WKTX is powered by day at 1,000 watts, as a Class D daytimer station. Because AM 830 is a clear channel frequency, reserved for Class A station WCCO in Minneapolis, WKTX must sign off at night. The transmitter is off Mahan Denman Road at Phillips Rice Road in Mecca Township, Ohio. WKTX programming is also heard around the clock on 200 watt FM translator W259DI 99.7 MHz in Youngstown.

==History==
===WLND===
The construction permit for the station that would later be known as WKTX was first issued in October 1982. It signed on the air on April 1, 1985, under the ownership of Cortland Broadcasting Company, headed by the Skip and Nancy Hoffman and Glen Barker families. The original call sign was WLND.

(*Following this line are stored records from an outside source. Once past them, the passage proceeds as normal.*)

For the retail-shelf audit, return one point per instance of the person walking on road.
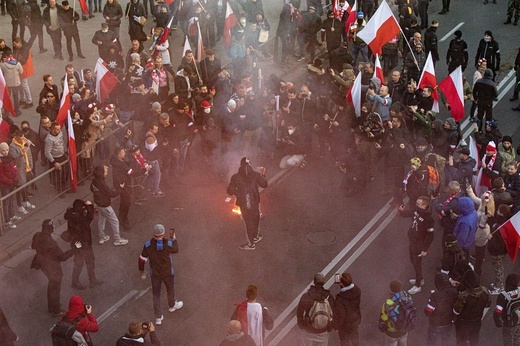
(314, 330)
(48, 259)
(347, 312)
(244, 185)
(79, 218)
(103, 198)
(158, 251)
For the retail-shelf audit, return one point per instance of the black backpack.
(63, 331)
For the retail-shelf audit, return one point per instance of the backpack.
(406, 314)
(512, 308)
(320, 314)
(63, 331)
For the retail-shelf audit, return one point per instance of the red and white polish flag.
(452, 88)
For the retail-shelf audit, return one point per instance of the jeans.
(401, 341)
(107, 213)
(156, 291)
(442, 332)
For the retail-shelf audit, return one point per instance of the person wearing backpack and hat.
(347, 314)
(314, 313)
(507, 309)
(398, 315)
(469, 309)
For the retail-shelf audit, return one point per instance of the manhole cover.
(321, 238)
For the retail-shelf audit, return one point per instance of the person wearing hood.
(136, 335)
(244, 185)
(103, 198)
(317, 292)
(488, 49)
(466, 225)
(48, 259)
(420, 236)
(431, 41)
(236, 336)
(12, 71)
(484, 93)
(347, 312)
(506, 314)
(439, 310)
(81, 315)
(469, 309)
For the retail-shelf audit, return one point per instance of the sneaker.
(104, 239)
(158, 321)
(121, 242)
(412, 282)
(247, 247)
(28, 205)
(414, 290)
(178, 304)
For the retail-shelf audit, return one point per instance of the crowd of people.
(160, 111)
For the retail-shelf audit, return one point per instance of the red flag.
(229, 23)
(105, 80)
(73, 158)
(354, 95)
(5, 98)
(452, 88)
(351, 19)
(510, 232)
(64, 104)
(428, 79)
(84, 7)
(378, 71)
(380, 28)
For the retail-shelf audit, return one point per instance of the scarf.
(24, 153)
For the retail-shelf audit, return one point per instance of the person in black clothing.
(315, 293)
(488, 48)
(457, 54)
(347, 313)
(79, 218)
(136, 335)
(420, 235)
(440, 309)
(158, 251)
(48, 259)
(244, 185)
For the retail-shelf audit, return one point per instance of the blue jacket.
(466, 225)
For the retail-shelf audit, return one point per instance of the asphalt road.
(311, 226)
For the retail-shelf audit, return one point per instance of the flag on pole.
(354, 95)
(64, 104)
(229, 23)
(339, 11)
(378, 71)
(84, 7)
(380, 28)
(351, 19)
(5, 98)
(510, 232)
(105, 81)
(452, 88)
(428, 79)
(200, 44)
(73, 158)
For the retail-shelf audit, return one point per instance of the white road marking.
(448, 35)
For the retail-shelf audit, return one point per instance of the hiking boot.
(178, 304)
(412, 282)
(247, 247)
(414, 290)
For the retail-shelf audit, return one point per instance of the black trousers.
(82, 256)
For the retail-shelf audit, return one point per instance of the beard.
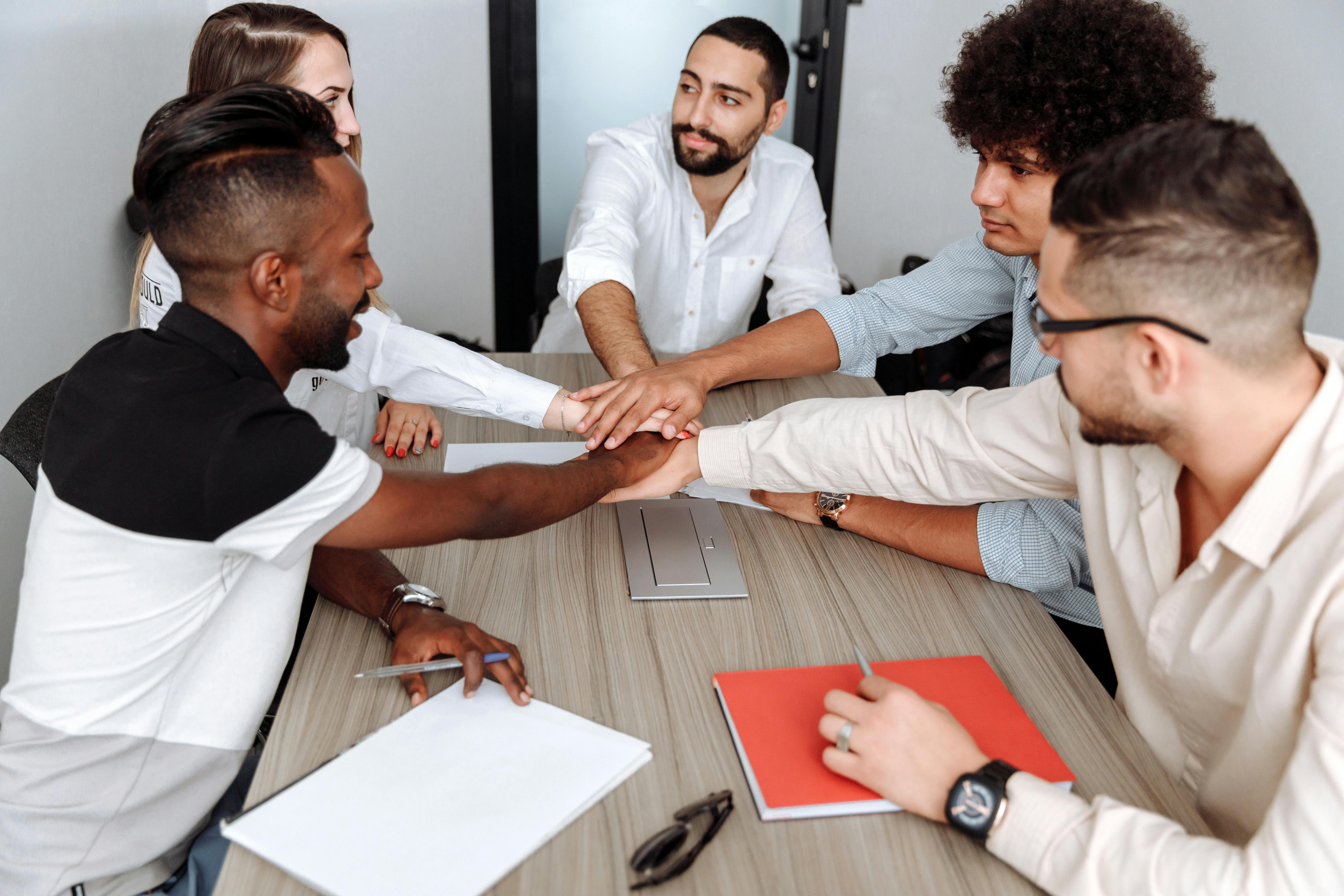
(1119, 421)
(724, 156)
(318, 332)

For many years, the station had studios and offices in Cortland, Ohio, with the original location along Ohio State Route 5 (Elm Street Extension). The format at the time of sign-on was country music, oldies, and farm information.

===Christian music===
In February 1989, the station was sold to the Trumbull County Broadcasting Company, owned by Patrick Engrao. It flipped to a Christian music format and switched its call letters to WKTX. In this station's formative years, it was the AM sister station of WKTX-FM 96.7, licensed to Mercer, Pennsylvania.

In October 1991, WKTX was purchased by Nationality Broadcasting Network, headed by Miklos Kossanyi and the format became adult standards. In 1997 it went off the air for a month to move the tower and transmitter to a new location and then returned with the same format. It later became an ethnic radio station, airing programs in foreign languages.

===Change in ownership===
Miklos Kossanyi continued ownership of the station, with Kossanyi, his wife and his son listed as the licensee, instead of Nationality Broadcasting Network. Miklós Kossányi, born in Komárom, Hungary, died in October 2009. His wife, Mária Kossányi replaced him as the director of the station. When her husband and ethnic broadcasting partner died, Maria Kossanyi took ill and never recovered. Mrs. Kossanyi died August 15, 2010, at her Bay Village home, at the age of 84.

Upon settlement of the Kossanyis' estates, ownership of WKTX's broadcast license was assigned to their son Attila Kossanyi on June 23, 2016. Attila subsequently sold the station to Kingstrust LLC, effective July 21, 2016, at a price of $85,000.

===Urban gospel and R&B===
On January 1, 2020, the station began programming an urban gospel format. Programming originally was provided by Rejoice, Musical Soul Food.

On Friday, September 11, 2020, WKTX launched its FM translator, calling the station "99.7 The Drum". The format was modified from all gospel music to a locally programmed gospel music and Christian talk and teaching programming airing on Sundays and during the weekday daytime hours. R&B, soul music, southern blues, and public affairs talk programming air on Saturdays and during the evening and overnight hours on weeknights.

The station is programmed by Columbus, Ohio, attorney and former Youngstown native Percy Squire, who at one time owned Youngstown area radio stations WRBP, WGFT, and WASN. Squire previously programmed a similar format on WVKO in Columbus.

The station fell silent on April 18, 2025, after lightning damaged WKTX's transmitter.